5. Etika moral berlandaskan Moksha.
Sorga adalah alam tempat menikmati sukacita bagi arwah yang pada masa
hidupnya banyak melakukan kebaikan, dan pemeluk agama Hindu percaya
akan adanya sorga, maka manusia menjalani kewajiban yoga sebagai
landasan etika. Moksha dipercaya sebagai tempat yang lebih tinggi
dibandingkan sorga. Moksa adalah proses menyatukan Atma dengan
Brahman (Tuhan). Hal ini bisa dicapai untuk orang yang berhasil
melepaskan diri dari keterikatan duniawi, dengan berbuat baik dan
menikmati “Sat cit ananda” atau “Suka tan pawali dukha”, yang artinya suka
yang tak akan pernah kembali menemukan duka, atau bisa disebut mencapai
kebahagiaan abadi. Dengan adanya etika atau sila semakin menghantarkan
manusia untuk dekat dengan sorga dan moksa, keyakinan ini bisa menjadi
dorongan orang untuk beretika, dan lebih semangat untuk menegakkan sila
semasa hidupnya.
7
4. Moksa, yang artinya terbebasnya jiwa (atman) dari ikatan duniawi atau
samsara (kelahiran kembali).
Hindu Dharma menyadari bahwa ada tujuh faktor yang membuat manusia
menyimpang dari ajaran dharma yang mengarahkan untuk berbuat dosa, yaitu
tresna (penderitaan), krodha (kemarahan), lobha (ketamakan), moha
(keterikatan), mada (rasa bangga), matsarya (kecemburuan), dan ahankara
(egoisme). Untuk terhindar dari penyimpangan, maka di dalam filsafat Hindu
terdapat 10 kebajikan yang dikenal dengan “Dharma Laksana” yang ada pada
kitab Manu Smrti, yaitu:
1. Akrodha (tidak marah), jika seseorang tidak bisa membedakan mana yang
benar dan mana yang salah, maka bisa dikatakan bahwa orang tersebut
kehilangan identitas diri. Seseorang yang marah bisa menyakiti diri sendiri
dan orang lain, baik secara fisik, verbal, maupun mental. Jika bisa
mengendalikan kemarahan dalam diri, maka bisa diartikan sebagai sebuah
pemikiran yang baik dalam diri.
2. Asetya (tidak mencuri), secara umum mencuri dapat diartikan sebagai
mengambil dengan paksa hak/benda milik orang lain. Dalam etika Hindu,
mencuri juga termasuk ingin menguasai barang/benda orang lain dan di atas
kebutuhan legistimasi yang bisa menghambat kemajuan orang lain, atau
mengambil kesempatan mereka dengan memiliki sesuatu melalui cara
ilegal. Seseorang yang memegang teguh asetya akan terbebas dari
ketamakan dan tidak akan memiliki keinginan untuk mencuri.

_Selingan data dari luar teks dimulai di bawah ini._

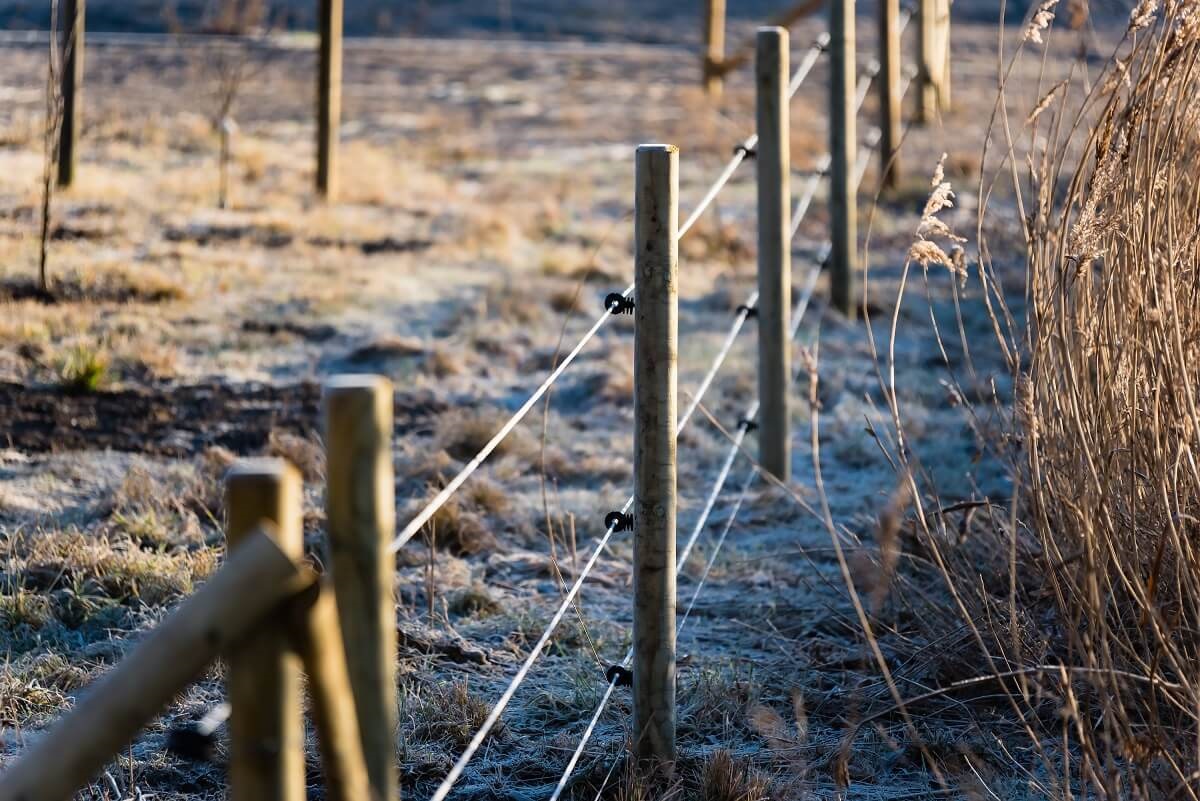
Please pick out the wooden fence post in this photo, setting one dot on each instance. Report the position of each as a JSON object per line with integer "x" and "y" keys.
{"x": 361, "y": 521}
{"x": 252, "y": 585}
{"x": 889, "y": 92}
{"x": 843, "y": 150}
{"x": 774, "y": 167}
{"x": 329, "y": 97}
{"x": 943, "y": 74}
{"x": 263, "y": 682}
{"x": 655, "y": 351}
{"x": 928, "y": 61}
{"x": 318, "y": 638}
{"x": 714, "y": 47}
{"x": 73, "y": 14}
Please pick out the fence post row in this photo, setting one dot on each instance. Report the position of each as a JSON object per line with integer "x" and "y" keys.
{"x": 714, "y": 47}
{"x": 263, "y": 682}
{"x": 774, "y": 248}
{"x": 655, "y": 342}
{"x": 73, "y": 16}
{"x": 889, "y": 92}
{"x": 252, "y": 584}
{"x": 933, "y": 59}
{"x": 843, "y": 152}
{"x": 329, "y": 96}
{"x": 360, "y": 521}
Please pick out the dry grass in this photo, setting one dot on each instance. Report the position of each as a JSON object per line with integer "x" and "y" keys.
{"x": 1083, "y": 600}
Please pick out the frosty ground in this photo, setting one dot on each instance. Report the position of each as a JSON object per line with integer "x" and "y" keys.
{"x": 485, "y": 214}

3. Atma Vinigraha (pengendalian pikiran), orang yang pikirannya
terganggu tidak akan bisa membedakan mana yang benar dan salah. Dalam
memberikan kebijaksanaan dan kasih yang mendalam memerlukan
konsentrasi untuk meningkatkan kekuatan pikiran.
4. Dama (pengendalian diri atau pengendalian indera), pengendalian diri
bukan berarti penolakan diri, tetapi bersikap sederhana dalam memuaskan
kebutuhan hidup. Dama adalah pengendalian diri mengenai berbicara lepas
kendali, tidak bergosip, tidak minum berlebihan, dan menjaga tubuh serta
pikiran supaya terkendali. Sedikitnya diskriminasi antara apa yang harus
8
dilakukan dan yang tidak harus dilakukan akan mengarahkan seseorang
pada angan-angan yang menyebabkan khayalan. Kegiatan berkhayal
menjadi tidak sehat karena tidak dapat menyadari tujuan hidup seseorang.
5. Dhi (kemurnian pikiran), seseorang yang memiliki kemurnian pikiran
akan bebas dari temperamen yang tidak baik, rasa sakit, perasaan yang
buruk dan keinginan yang tidak dapat terduga. Kemurnian pikiran dan
intelek adalah hal yang lebih penting daripada kecerdasan.
6. Dhrti (ketetapan dan persistence), seseorang harus bisa menetapkan
pendirian untuk bisa menemukan kebenaran. Hidup yang benar sangat
memungkinkan dengan komitmen seseorang untuk menjalankan
kehidupannya.
7. Ksama (pengampunan atau kesabaran), kebaikan yang utama dalam
moral dan etika hidup adalah pengampunan. Pengampunan bisa membantu
kita untuk mempertahankan kesucian pikiran bahkan jika dalam situasi yang
bersifat provokatif.
8. Satya (kebenaran), untuk menjalani kehidupan yang bermoral dan
beretika, maka seseorang harus melaksanakan kebenaran. Konsep moralitas
bisa saja berubah seiring berjalannya waktu, tetapi kebenaran tidak akan
pernah berubah.
9. Sauca (kemurnian tubuh dan pikiran), terdapat dua jenis kemurnian,
yaitu kemurnian mental dan kemurnian fisik. Kemurnian mental yaitu bebas
dari pemikiran yang negatif, ketamakan, kebencian, kemarahan,
kecemburuan, dll. Kemurnian fisik yaitu menjaga tubuh untuk tetap bersih
dari luar maupun dalam, seperti memakan makanan yang sehat dan bergizi
serta menggunakan pakaian yang bersih dan menjaga kebersihan tubuh.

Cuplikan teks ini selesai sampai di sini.